Personally I think the only person that should be retracting the foreskin of a penis is the owner of that penis. If it separates around puberty, why would a parent feel the need to be touching their boy's penis at that age? If I remember correctly, I think I first fully retracted my foreskin at around 12yo. It was a bit tight and the skin had to stretch a little. My first thought was, "Wow, I didn't know it could do that." Then I worried that I wouldn't be able to extend the foreskin back. Of course I was able to and my worry went away.

Obviously if there are serious medical concerns (if it's infected or there are other issues) retraction may be warranted, but only as a last resort in my opinion.

As far as answering the question, it's just arguing semantics. You can peel a band-aid off gently or you can rip it off forcefully. You get the same result and it still hurts either way.


----------



## MyBoysBlue (Apr 27, 2007)

My son was 2 and a bit when he had some swelling and what looked like yellow pus coming out. We didn't go to the doc or get any creams we just let him play in a tub of clean water with baking soda in it and it cleared up in 3 days on it's own. I was a separation thing not an infection. He now balloons when he pees (which is perfectly normal) and the swelling or pus hasn't reoccured and he is over 3 now. This is all normal.

I've never washed the penis, other then the outside, of either of my boys or ever retracted them even a little. My older son is 8 and has never had any kind of swelling or any other problems or infections and he is completely retractable since he was 5. I have taught him to retract, swish in clean water and then replace. Although he really doesn't need to be doing this until puberty, I figured it would set him up for proper hygine when he is older to build the habit now. Urine is sterile and flushes out the forskin everytime they pee.


----------



## MCatLvrMom2A&X (Nov 18, 2004)

*No one but the owner of the penis should ever retract the foreskin be it a tiny bit or not.

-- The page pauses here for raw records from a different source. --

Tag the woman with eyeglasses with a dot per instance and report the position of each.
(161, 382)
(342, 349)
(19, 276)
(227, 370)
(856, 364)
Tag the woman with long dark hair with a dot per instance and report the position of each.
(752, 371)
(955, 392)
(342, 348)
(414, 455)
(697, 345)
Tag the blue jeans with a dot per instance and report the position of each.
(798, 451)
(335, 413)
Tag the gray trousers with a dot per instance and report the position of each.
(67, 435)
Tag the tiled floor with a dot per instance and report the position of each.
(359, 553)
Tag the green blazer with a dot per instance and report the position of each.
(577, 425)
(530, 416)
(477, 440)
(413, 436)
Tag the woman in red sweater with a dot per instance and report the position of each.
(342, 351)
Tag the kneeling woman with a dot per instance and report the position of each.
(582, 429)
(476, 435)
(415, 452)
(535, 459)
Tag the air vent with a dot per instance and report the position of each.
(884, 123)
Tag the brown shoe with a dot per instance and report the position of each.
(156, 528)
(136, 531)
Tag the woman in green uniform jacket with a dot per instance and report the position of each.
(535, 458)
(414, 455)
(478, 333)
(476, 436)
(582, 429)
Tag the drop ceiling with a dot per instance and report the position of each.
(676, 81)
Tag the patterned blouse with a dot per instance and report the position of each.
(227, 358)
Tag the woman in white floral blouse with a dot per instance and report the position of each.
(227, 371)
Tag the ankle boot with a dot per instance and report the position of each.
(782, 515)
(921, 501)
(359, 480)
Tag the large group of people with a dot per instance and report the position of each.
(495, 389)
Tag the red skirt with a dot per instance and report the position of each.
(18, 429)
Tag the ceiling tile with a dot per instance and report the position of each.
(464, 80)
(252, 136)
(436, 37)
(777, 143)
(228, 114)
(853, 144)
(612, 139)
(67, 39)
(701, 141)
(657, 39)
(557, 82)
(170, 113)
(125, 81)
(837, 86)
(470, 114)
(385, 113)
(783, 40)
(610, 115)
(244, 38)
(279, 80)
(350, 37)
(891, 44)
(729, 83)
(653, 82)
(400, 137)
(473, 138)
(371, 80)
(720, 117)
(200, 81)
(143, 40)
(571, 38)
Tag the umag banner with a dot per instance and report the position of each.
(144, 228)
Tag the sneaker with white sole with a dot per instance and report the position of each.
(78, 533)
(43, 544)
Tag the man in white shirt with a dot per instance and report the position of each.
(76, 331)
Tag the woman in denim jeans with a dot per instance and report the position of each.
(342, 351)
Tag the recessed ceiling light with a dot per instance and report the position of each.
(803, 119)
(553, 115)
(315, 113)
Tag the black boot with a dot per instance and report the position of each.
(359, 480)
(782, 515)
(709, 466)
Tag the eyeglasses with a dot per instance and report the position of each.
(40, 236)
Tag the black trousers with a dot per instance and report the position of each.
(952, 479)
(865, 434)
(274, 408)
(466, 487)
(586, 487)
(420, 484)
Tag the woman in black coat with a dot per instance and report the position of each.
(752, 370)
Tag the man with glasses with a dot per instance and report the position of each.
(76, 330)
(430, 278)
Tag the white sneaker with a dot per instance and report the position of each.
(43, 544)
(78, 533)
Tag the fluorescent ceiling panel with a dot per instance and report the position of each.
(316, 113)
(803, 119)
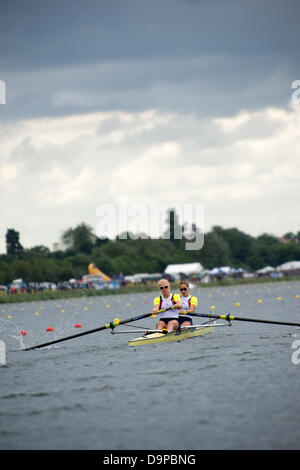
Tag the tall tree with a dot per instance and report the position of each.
(80, 239)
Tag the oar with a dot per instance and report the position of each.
(229, 318)
(111, 325)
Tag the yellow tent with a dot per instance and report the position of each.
(93, 270)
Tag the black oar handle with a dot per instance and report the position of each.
(229, 317)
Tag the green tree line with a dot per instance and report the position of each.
(79, 247)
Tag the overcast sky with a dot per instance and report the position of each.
(157, 101)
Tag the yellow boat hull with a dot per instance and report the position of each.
(154, 338)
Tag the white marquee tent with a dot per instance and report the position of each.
(290, 265)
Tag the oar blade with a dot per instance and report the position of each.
(111, 325)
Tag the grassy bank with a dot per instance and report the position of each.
(82, 293)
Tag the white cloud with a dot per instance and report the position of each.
(245, 168)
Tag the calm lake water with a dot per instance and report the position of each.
(236, 388)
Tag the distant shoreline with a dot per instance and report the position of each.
(82, 293)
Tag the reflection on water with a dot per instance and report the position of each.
(236, 388)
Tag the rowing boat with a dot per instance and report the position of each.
(184, 333)
(156, 336)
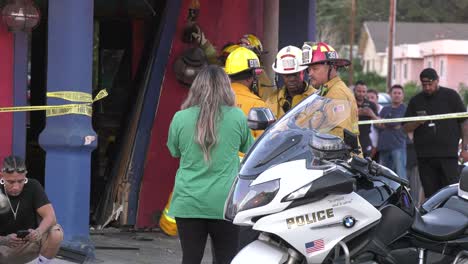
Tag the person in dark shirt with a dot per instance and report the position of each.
(30, 214)
(436, 141)
(392, 138)
(367, 110)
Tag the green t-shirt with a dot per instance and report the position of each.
(201, 188)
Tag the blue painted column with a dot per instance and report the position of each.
(20, 86)
(68, 155)
(150, 103)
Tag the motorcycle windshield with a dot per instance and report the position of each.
(288, 139)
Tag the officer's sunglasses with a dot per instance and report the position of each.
(12, 170)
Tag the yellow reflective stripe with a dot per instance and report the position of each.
(103, 93)
(167, 217)
(415, 118)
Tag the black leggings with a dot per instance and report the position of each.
(193, 233)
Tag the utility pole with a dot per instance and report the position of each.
(391, 41)
(351, 41)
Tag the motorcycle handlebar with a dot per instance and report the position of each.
(387, 173)
(368, 166)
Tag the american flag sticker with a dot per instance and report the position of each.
(314, 246)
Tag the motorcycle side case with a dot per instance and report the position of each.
(261, 252)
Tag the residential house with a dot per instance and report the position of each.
(374, 39)
(448, 57)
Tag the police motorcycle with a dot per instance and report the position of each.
(314, 202)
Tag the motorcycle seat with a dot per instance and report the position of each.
(440, 224)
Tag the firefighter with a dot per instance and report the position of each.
(288, 65)
(243, 67)
(323, 63)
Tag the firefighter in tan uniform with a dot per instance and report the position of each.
(243, 67)
(288, 65)
(323, 63)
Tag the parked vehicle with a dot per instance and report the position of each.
(314, 201)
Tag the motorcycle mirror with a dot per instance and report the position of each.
(260, 118)
(350, 139)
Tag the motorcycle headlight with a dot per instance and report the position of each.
(243, 196)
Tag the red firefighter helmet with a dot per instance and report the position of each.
(321, 53)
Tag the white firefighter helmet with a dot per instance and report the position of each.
(288, 60)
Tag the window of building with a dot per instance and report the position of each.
(441, 70)
(405, 71)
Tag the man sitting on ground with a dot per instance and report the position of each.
(29, 229)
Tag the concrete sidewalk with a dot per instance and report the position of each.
(143, 248)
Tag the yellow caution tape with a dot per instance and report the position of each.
(77, 110)
(415, 118)
(83, 108)
(72, 96)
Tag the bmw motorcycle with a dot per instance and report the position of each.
(314, 200)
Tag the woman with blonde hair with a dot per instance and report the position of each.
(207, 135)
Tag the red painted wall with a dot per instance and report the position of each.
(6, 89)
(222, 21)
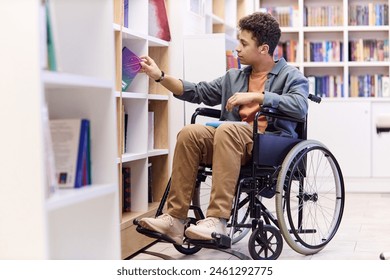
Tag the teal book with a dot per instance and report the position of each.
(130, 67)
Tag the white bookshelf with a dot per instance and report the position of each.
(139, 98)
(66, 224)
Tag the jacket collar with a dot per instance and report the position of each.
(275, 70)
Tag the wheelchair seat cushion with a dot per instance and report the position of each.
(272, 149)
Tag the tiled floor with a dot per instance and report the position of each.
(363, 235)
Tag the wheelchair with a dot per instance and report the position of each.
(303, 176)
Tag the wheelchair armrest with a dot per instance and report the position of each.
(275, 113)
(207, 112)
(272, 112)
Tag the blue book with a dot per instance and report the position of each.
(81, 167)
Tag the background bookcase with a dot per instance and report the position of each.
(343, 121)
(142, 96)
(67, 224)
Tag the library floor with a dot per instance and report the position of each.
(363, 235)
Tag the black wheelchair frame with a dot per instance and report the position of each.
(281, 167)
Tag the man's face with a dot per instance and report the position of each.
(247, 49)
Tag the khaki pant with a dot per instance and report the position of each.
(227, 148)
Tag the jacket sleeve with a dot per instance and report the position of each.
(290, 94)
(208, 93)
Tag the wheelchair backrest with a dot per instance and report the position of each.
(270, 150)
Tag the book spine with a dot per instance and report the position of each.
(82, 152)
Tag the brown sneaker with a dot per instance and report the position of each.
(204, 229)
(165, 224)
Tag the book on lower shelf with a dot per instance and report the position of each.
(126, 189)
(150, 188)
(72, 152)
(150, 131)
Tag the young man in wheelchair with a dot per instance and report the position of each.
(240, 92)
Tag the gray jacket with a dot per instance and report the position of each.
(286, 89)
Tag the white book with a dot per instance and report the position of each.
(70, 145)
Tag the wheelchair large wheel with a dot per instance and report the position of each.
(243, 217)
(309, 197)
(265, 243)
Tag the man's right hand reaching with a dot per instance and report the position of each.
(150, 68)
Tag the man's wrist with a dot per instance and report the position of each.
(161, 77)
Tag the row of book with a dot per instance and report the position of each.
(287, 16)
(286, 49)
(71, 146)
(359, 85)
(369, 14)
(368, 50)
(329, 15)
(158, 19)
(126, 131)
(126, 187)
(323, 51)
(369, 86)
(326, 86)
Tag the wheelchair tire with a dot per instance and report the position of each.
(265, 244)
(309, 197)
(242, 218)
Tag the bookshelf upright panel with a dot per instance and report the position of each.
(140, 98)
(64, 223)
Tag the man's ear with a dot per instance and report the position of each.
(263, 49)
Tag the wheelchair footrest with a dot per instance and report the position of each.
(220, 241)
(152, 234)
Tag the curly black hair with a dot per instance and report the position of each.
(264, 27)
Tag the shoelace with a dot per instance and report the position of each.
(167, 217)
(208, 222)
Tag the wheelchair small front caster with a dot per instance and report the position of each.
(265, 243)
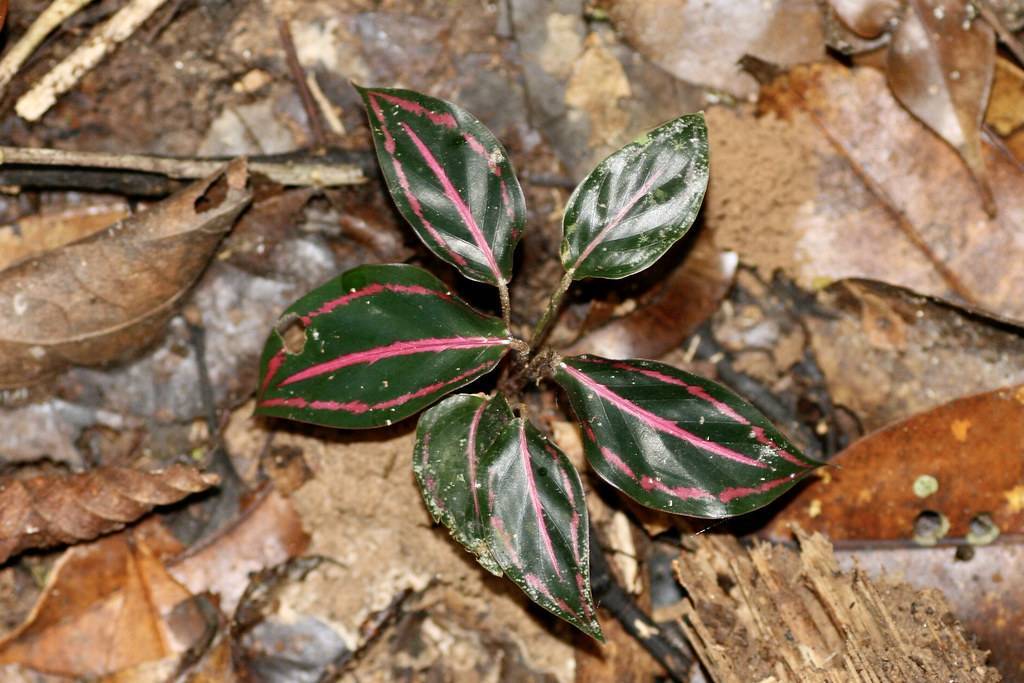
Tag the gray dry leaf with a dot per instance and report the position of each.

See the thread in resources The Definition of Retraction & Why it is BAD http://www.mothering.com/discussions...d.php?t=575627*

The reason is micro tears by the time you realize that you have done it it is to late to stop.

If you do this and your ds says ouch that hurts the damage is already done and you cannot take it back. Even if he dosnt say ouch you still are risking introducing bacteria under the foreskin or encouraging retraction before the foreskin is ready to retract. The foreskin was made the way it is, attached for a reason to keep stuff out.

Infection is not caused by none retracting foreskin it is caused by bacteria that gets in there.

RunnerDuck I respectfully disagree with you and strongly urge you to reconsider messing with your ds's penis. It is very important that we get the proper care out there to people ie leave it alone and only swish in the bath so that we dont end up with people having issues with redness and infection.

Once the boy is old enough to understand you can tell him what to do and if he wants to he can do it. If he isnt old enough to understand the words then he isnt old enough to try and push the skin back obviously.

Please do read the 2 links that I attached in the message so you will know what is proper and what it not.

No it isnt made of glass but you can cause damage without knowing it then you have to deal with a sore penis along with possible unnatural adhesions caused by the tears. There is no need to clean under there till puberty when the hormones kick in. Before that teaching the boy to do it is just practice for later.

I have NEVER messed with my ds's penis when he is in the bath he plays with it but dosnt retract he dosnt have issues with infection or smell and never has. I know for a fact he is about 1/2 retractable because I have seen him do it but I would never dream of messing with his penis.

*So for any lurkers out there leave it alone and make sure Dr's do as well* and odds are you wont ever see a problem.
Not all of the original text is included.